I took the opportunity to go back to my doctor’s office to get the fucking cough that’s been around since August tended to. He gave me something that will hopefully stop the coughing (He said it might take a few days to work. whatever. I’m not hopeful.) and I’m going to get a chest x-ray and scan of my sinus cavity. I told him that I didn’t think I’d ever poked a bean in there but maybe I had and it was festering and making me sick. I really hope they see something with all of this. Because if they don’t then I think I will cough forever.

And I stayed home today. *cough* *cough* I’m cleaning a little and realized that the vacuum is gone. Do you know how often I actively seek out the vacuum cleaner? Like once in a blue moon. I’m guessing that Sweety took it to work with him to clean up there.

Oh people, I almost wigged out on the boys yesterday. I got home an hour early. Sweety wasn’t home. (The boys had to walk home from school a couple of days this week because he couldn’t get off in time to pick them up.) BB is in the front yard playing basketball (um, how many times have I told them to stay inside the freaking house if they’re home alone?!) and LB is there with him, shoeless. (I have a big problem with them running around shoeless. This stems from the numerous times they’ve come home from the coaew’s house with cuts on their feet or other things that they’re bitching about that could have been prevented with foot coverings.)

I feel bad that they’ve been home alone and instead of cooking ask what they want. Taco Bell. We load up in the car and during the drive it comes up that they have not let the dogs out to potty since they’ve been home from school. I was immediately so pissed off that I wanted to kick them out of my car and let them walk the last few blocks home. So you played video games in my bedroom while Stinky & Tiny howled their heads off in the adjoining bathroom and Oliver pranced at your feet? Poor Stinky Dog completely messed her bed and it’s been disinfecting all night.

For crying out fucking loud. I had no idea that I needed to tell them to let the dogs out when they came home from school. They know that they should do that!

They are going to be here this weekend and I knew if I freaked the fuck out that it would make the whole weekend shit. So I’m sweeping it under the rug. This weekend I am getting a dry erase marker and writing the things that I want them to do every day after school on the icebox. They will probably get more chores than they would have yesterday morning because I’m still pissed about them ignoring the dogs.

Tonight I’m going to put on my glitter eyeshadow and ride with Sweety to the bowling alley where I will probably drink a lot and subject everyone to my music on the jukebox.
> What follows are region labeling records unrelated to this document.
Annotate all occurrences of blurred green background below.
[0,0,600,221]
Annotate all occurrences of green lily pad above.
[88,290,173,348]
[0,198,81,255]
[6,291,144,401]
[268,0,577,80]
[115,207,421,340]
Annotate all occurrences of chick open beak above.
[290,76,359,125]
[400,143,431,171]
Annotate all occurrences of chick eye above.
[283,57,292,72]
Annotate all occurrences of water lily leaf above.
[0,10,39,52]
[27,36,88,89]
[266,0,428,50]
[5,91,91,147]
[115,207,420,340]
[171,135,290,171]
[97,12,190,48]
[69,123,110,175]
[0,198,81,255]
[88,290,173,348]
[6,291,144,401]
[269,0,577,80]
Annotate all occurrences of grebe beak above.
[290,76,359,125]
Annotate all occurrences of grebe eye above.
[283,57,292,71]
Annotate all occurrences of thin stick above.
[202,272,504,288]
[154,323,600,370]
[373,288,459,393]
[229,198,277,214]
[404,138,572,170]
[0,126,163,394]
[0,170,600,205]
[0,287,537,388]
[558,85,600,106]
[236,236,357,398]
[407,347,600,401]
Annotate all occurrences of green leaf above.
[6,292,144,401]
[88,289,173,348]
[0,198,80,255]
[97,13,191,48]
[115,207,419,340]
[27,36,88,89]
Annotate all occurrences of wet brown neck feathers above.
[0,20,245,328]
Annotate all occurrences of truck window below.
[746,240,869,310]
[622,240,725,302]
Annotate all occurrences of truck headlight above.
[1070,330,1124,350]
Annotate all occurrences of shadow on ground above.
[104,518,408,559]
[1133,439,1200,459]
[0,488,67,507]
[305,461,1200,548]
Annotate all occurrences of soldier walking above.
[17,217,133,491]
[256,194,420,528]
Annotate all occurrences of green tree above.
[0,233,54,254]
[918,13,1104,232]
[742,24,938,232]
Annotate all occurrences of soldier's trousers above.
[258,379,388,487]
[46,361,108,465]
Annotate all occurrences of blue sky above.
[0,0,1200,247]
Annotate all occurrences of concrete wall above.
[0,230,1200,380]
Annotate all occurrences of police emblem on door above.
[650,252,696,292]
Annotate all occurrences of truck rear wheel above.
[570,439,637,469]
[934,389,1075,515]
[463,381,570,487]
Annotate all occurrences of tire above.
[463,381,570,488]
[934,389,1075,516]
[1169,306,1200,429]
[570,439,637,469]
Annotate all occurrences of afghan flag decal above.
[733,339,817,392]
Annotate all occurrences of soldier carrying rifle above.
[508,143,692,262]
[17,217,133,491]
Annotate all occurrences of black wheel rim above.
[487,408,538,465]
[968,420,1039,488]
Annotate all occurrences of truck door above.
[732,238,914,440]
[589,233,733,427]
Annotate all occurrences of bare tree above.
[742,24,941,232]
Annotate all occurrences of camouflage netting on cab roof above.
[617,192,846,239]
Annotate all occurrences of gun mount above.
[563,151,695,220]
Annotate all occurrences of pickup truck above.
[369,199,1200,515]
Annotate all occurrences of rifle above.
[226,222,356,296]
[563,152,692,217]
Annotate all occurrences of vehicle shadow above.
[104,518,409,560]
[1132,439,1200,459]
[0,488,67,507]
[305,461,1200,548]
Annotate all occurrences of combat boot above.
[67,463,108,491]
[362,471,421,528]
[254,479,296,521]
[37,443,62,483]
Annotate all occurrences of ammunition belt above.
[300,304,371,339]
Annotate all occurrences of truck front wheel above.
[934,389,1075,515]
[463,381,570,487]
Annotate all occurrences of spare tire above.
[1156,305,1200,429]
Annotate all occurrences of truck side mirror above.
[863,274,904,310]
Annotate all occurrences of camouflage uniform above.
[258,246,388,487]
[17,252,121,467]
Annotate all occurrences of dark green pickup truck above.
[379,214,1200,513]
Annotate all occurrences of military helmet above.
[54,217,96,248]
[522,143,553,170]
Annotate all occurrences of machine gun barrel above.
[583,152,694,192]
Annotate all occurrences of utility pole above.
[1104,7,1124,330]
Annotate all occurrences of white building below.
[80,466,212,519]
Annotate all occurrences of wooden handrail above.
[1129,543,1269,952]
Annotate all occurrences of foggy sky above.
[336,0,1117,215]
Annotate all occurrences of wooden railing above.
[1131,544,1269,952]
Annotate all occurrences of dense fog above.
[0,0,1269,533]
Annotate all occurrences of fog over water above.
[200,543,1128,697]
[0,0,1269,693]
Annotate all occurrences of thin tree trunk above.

I’m beyond ready!

Oliver

The reason I’m able to wear my glitter eyeshadow? I’ve been thinking for two weeks that I lost my whole makeup box but noticed it when I was taking the above photo of Oliver. I’d just stashed it away for some odd reason.



The Destroyer


We have yet to find a conventional dog toy that Oliver can’t destroy in an hour. It is very surprising to me that he doesn’t chew random things in the house like chair legs or bedspreads. We leave him in our bedroom during the day and he hasn’t ruined anything in there. He knows when something shows up in his bed though that it’s his for the taking.

Who?

The only thing that has lasted so far is a racquetball. It took him 10 days to finally gnaw through it. Luckily, they come in cans of three.